A former Boston newspaper reporter, Hallie Ahern is newly arrived in Providence, Rhode Island. Her last big story before leaving Boston was a career-maker, but she behaved unprofessionally by becoming romantically involved with her subject, who was later sent to prison.
Now Hallie is starting over, with more humility after a dangerous flirtation with substance abuse. She is currently nursing a nighttime addiction to the local shock jock, Late Night Leonard, who hints of illegal machinations behind an upcoming election on casino gambling and suspicious lottery interests. A visit to the neighborhood market leads to further complications when the storekeeper is shot in the head, with Hallie a potential witness.
Regardless of any danger to herself, Hallie's first instinct is to write about the story, positioning herself for a promotion at The Chronicle, a much-needed opportunity to escape from the satellite bureau where she now labors. Putting on her investigative journalism cap, with Late Night Leonard as a confidential source, Hallie sets out to uncover the graft and resuscitate her career.
The intrepid reporter has some close calls with a variety of unsavory sorts, doing background “research” at local casinos with special attention to legalized gambling, crooked politicians and avid gamblers. She even witnesses a fatal accident. Or is it murder? When Hallie uncovers a bit too much information and writes about it, she becomes a target for the killers. Unable to stay away from the blackjack tables, Hallie also runs up a hefty credit card deficit she can ill afford.

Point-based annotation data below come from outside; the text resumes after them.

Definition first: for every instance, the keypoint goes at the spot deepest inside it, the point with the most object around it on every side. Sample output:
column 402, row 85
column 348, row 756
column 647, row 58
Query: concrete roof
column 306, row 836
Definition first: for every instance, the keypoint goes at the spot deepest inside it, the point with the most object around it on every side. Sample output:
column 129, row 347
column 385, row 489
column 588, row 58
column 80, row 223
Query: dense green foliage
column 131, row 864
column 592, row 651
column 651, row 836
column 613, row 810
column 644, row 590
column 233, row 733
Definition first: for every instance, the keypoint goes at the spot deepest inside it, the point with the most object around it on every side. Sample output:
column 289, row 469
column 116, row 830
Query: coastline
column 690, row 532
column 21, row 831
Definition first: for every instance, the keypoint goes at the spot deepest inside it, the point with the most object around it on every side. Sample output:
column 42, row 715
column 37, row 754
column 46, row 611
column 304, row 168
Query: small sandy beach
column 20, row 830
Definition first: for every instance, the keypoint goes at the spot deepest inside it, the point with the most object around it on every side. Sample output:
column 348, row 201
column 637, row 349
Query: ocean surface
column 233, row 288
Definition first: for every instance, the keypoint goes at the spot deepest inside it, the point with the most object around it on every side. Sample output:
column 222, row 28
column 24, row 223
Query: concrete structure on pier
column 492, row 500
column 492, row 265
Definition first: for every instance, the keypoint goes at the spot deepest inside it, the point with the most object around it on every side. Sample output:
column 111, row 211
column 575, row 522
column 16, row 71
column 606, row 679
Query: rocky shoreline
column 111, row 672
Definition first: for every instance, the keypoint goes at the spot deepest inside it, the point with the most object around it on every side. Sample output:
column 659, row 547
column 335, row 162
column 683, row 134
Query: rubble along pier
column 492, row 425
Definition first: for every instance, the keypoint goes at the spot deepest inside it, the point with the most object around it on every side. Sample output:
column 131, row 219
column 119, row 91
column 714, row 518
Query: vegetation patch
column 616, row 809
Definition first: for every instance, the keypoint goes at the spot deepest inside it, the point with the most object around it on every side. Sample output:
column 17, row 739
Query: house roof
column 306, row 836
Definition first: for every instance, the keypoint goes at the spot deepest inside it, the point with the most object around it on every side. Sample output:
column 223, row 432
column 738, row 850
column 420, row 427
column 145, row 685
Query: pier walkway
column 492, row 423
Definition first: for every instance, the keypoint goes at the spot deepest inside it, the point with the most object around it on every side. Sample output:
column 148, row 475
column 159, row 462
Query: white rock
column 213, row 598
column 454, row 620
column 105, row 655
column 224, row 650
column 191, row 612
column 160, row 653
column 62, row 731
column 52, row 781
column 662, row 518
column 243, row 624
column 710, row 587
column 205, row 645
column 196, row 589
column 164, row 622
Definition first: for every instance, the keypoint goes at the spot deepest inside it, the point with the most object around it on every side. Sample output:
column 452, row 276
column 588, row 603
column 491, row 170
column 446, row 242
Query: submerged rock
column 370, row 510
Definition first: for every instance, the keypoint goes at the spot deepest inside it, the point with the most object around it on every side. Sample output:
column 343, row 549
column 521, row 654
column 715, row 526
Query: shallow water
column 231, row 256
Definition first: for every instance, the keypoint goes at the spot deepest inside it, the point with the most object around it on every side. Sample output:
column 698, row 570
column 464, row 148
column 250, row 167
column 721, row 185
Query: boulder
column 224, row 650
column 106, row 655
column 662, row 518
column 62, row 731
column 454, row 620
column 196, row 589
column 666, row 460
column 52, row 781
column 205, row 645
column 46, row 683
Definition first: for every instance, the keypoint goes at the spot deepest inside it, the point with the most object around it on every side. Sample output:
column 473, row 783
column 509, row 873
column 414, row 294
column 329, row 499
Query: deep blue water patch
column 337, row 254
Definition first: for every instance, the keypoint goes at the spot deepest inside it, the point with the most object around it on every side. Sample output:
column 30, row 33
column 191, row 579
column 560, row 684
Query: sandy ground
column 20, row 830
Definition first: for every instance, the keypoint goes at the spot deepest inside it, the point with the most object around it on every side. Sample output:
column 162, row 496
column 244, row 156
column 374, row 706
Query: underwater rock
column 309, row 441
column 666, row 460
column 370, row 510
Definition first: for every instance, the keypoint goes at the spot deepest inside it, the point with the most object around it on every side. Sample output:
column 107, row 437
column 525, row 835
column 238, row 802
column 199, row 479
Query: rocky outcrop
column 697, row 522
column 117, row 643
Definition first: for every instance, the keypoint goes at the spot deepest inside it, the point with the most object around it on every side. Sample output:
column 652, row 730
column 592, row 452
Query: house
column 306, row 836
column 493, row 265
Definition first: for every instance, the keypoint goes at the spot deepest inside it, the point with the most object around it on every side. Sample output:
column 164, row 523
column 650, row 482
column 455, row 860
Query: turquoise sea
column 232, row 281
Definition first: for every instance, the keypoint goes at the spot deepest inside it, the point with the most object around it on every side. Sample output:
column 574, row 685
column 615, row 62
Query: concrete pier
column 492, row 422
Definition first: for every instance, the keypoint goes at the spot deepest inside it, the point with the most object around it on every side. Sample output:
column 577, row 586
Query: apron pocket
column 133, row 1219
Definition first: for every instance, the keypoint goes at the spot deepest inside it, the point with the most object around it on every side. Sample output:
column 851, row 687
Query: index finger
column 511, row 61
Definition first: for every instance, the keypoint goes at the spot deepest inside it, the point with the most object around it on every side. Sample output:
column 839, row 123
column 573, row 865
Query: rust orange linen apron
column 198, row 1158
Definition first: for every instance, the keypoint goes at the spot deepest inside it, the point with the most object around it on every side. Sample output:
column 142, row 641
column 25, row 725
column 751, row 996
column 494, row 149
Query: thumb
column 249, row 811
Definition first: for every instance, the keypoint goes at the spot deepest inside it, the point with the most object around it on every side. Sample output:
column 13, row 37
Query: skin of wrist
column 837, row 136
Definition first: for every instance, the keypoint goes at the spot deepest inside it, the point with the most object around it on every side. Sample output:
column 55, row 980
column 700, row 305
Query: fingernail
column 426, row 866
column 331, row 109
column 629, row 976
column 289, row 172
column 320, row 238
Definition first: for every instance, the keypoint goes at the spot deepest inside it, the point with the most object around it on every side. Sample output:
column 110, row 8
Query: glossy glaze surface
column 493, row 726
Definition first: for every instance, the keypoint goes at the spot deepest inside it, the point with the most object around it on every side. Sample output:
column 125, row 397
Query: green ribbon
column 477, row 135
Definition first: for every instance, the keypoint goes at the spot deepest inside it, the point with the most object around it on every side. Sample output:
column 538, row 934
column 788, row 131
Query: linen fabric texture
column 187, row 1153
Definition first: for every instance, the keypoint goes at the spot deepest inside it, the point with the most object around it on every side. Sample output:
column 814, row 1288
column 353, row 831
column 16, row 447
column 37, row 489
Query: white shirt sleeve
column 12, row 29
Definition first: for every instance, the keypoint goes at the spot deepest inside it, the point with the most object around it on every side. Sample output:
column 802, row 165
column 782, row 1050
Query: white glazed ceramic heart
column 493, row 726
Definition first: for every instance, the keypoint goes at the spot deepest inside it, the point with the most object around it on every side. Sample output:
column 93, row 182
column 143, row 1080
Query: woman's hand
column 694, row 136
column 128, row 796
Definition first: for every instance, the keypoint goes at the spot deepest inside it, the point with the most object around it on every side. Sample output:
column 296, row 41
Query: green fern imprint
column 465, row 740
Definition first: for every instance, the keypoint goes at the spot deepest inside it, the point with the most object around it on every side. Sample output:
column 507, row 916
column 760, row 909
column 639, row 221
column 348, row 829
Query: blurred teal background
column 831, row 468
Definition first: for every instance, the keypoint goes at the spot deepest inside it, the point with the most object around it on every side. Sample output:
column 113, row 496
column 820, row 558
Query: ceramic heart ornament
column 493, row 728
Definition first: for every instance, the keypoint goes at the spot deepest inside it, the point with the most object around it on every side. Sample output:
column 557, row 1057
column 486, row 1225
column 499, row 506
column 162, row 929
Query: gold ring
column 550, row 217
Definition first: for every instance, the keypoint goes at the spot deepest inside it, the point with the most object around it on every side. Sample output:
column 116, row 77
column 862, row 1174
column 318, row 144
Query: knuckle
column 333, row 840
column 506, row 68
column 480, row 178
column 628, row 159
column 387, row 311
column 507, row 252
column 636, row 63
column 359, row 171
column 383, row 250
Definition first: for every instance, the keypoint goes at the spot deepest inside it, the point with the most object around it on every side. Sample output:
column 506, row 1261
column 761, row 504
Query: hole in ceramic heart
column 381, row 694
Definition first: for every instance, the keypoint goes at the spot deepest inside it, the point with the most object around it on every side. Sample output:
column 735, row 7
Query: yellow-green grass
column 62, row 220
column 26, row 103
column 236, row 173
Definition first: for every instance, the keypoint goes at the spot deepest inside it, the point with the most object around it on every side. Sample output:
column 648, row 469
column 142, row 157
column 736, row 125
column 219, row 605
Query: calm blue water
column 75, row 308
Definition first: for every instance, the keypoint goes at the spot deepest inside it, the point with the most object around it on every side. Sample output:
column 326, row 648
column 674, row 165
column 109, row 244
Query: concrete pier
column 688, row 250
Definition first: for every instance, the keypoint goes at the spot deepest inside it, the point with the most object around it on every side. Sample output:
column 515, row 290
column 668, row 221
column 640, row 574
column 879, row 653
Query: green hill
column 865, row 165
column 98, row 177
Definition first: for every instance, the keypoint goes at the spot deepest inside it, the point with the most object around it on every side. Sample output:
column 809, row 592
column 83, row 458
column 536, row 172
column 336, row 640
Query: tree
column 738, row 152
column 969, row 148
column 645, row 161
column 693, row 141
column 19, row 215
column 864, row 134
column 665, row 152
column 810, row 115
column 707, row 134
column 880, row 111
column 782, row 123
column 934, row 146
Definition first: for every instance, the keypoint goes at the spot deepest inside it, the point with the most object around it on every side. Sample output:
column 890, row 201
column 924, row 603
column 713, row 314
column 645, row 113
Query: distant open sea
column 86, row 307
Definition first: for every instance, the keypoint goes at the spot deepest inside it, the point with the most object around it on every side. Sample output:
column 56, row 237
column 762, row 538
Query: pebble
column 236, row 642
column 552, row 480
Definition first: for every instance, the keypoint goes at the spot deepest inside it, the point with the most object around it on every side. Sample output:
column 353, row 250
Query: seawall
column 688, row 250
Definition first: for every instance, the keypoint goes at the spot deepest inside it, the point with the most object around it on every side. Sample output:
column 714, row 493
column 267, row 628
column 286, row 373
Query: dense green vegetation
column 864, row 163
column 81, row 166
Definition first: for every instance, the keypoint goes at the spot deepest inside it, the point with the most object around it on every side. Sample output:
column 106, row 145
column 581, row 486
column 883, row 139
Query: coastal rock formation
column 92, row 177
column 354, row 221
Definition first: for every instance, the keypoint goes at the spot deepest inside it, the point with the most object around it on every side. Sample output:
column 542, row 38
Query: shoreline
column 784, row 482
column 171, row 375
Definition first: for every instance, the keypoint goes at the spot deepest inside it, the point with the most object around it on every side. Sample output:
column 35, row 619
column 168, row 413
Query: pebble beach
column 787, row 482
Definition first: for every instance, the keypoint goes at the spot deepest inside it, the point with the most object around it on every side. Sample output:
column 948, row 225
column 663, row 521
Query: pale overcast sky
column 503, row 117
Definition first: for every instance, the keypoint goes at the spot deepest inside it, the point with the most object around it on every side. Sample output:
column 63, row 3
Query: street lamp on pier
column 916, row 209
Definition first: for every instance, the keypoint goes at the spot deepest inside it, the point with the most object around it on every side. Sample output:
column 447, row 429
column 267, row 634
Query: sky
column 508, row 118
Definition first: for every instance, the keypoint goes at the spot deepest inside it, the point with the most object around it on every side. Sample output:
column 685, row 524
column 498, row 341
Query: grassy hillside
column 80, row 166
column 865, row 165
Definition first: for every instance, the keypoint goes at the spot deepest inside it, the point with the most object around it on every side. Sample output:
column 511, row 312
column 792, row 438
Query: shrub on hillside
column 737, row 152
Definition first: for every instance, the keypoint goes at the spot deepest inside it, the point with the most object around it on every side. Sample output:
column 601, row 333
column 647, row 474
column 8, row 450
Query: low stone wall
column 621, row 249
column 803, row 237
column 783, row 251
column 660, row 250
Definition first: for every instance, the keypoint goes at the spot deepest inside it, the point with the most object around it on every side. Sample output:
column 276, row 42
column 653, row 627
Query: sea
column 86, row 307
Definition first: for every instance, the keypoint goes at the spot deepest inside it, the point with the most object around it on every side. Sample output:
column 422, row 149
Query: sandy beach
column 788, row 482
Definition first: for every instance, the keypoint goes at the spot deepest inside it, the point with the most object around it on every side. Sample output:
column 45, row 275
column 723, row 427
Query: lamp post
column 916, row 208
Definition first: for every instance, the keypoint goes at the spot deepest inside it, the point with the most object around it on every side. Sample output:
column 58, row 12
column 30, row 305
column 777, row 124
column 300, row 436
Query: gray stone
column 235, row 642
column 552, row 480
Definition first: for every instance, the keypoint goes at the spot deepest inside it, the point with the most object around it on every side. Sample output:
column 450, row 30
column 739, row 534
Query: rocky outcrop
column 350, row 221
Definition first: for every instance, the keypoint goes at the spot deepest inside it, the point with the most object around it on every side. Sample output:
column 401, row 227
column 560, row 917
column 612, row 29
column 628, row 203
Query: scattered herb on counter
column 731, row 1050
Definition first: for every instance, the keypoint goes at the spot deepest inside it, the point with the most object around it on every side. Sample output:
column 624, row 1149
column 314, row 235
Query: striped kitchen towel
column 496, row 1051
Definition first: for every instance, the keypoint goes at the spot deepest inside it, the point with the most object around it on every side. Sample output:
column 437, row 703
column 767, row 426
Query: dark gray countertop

Unfortunately, for this reader, this is the little mystery that couldn’t, although it tries really, really hard. But the author fails to deliver too often in too many ways, not the least of which is the protagonist. Hallie can’t decide if she is a grownup or a professional victim, vacillating between responsible reporting and compulsive behavior, a gambling jones that threatens her financial security and a twelve-step program she blithely disdains.
The characters are colorful if predictable, but the mystery never rises beyond ho-hum, the usual good guys (an attractive DA) and bad guys (crooked pols and oversized thugs with guns) and Hallie running for her life at the end of the story. Does she get saved by the hair on her chinny-chin-chin? Of course. But this character has a lot more twelve-step work to do before she comes back for an encore anytime soon.